Time to start debugging. Let us begin modifying the curator.sh script on all nodes (since this kind of subsystem job may run on any node) after making a copy.
Code: Select all
cp -p /usr/local/nagioslogserver/scripts/curator.sh{,.ORG}Code: Select all
[root@nls143 ~]# cat /usr/local/nagioslogserver/scripts/curator.sh
#!/bin/sh
date=$(date)
curator "$@"
echo --- >> /tmp/curatordebug.txt
echo $date >> /tmp/curatordebug.txt
echo "$@" >> /tmp/curatordebug.txt
Observe the results in /tmp/curatordebug.txt on every node.
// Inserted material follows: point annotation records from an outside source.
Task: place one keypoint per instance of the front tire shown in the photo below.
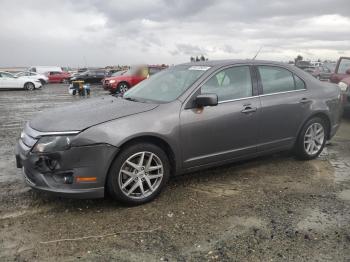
(311, 139)
(138, 174)
(29, 86)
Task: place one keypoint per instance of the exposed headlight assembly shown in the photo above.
(48, 144)
(343, 86)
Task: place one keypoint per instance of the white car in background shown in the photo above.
(8, 80)
(35, 76)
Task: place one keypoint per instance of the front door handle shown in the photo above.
(249, 109)
(304, 100)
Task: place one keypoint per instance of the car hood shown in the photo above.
(84, 114)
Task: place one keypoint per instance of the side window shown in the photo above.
(276, 79)
(343, 66)
(299, 84)
(230, 83)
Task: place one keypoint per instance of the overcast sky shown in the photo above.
(99, 33)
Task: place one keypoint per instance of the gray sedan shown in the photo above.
(186, 118)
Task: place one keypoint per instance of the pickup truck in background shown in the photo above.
(341, 76)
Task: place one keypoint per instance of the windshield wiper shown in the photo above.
(131, 99)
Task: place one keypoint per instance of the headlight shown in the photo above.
(343, 86)
(52, 144)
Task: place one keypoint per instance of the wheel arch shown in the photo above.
(28, 82)
(153, 140)
(324, 116)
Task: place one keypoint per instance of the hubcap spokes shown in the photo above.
(140, 175)
(314, 138)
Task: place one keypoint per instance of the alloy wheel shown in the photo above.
(141, 175)
(123, 88)
(314, 138)
(30, 86)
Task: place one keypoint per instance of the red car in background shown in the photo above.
(119, 84)
(58, 77)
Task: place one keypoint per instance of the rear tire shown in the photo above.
(138, 174)
(29, 86)
(311, 140)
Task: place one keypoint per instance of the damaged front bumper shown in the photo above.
(61, 172)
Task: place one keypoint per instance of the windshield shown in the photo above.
(119, 73)
(130, 72)
(167, 85)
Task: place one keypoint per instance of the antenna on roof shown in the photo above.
(257, 53)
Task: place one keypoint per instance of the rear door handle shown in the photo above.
(249, 109)
(304, 100)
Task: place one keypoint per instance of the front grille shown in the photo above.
(29, 136)
(30, 179)
(28, 140)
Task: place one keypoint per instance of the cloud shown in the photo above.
(101, 33)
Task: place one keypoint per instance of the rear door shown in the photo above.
(9, 81)
(284, 105)
(228, 130)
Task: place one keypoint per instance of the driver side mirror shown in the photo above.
(206, 100)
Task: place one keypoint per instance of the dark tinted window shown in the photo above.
(299, 84)
(153, 70)
(276, 79)
(100, 73)
(343, 66)
(231, 83)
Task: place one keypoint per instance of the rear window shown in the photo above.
(276, 80)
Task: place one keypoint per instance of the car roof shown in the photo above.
(215, 63)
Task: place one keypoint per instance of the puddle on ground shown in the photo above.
(316, 220)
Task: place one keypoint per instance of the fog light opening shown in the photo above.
(80, 179)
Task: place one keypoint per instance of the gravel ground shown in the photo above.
(268, 209)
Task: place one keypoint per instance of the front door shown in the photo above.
(226, 131)
(284, 105)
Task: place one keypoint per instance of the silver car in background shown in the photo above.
(188, 117)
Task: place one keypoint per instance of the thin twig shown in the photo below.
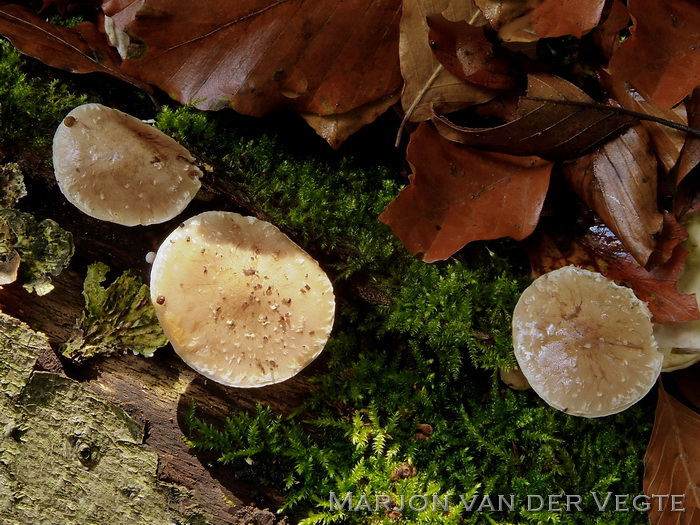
(622, 111)
(415, 102)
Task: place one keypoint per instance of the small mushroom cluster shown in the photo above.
(239, 301)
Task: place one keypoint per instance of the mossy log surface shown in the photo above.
(155, 392)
Below you'll find what I looked for using grep.
Code: Select all
[root@nls143 ~]# # grep -B1 ^snapshot /tmp/curatordebug.txt
Fri Nov 11 22:01:34 CET 2016
snapshot --repository SharedBackupRepo indices --older-than 1 --time-unit days --timestring %Y.%m.%d --ignore_unavailable
Code: Select all
[root@nls143 ~]# curator snapshot --repository SharedBackupRepo indices --older-than 1 --time-unit days --timestring %Y.%m.%d --ignore_unavailable
Error: no such option: --ignore_unavailableCode: Select all
[root@nls143 ~]# curator snapshot --help
Usage: curator snapshot [OPTIONS] COMMAND [ARGS]...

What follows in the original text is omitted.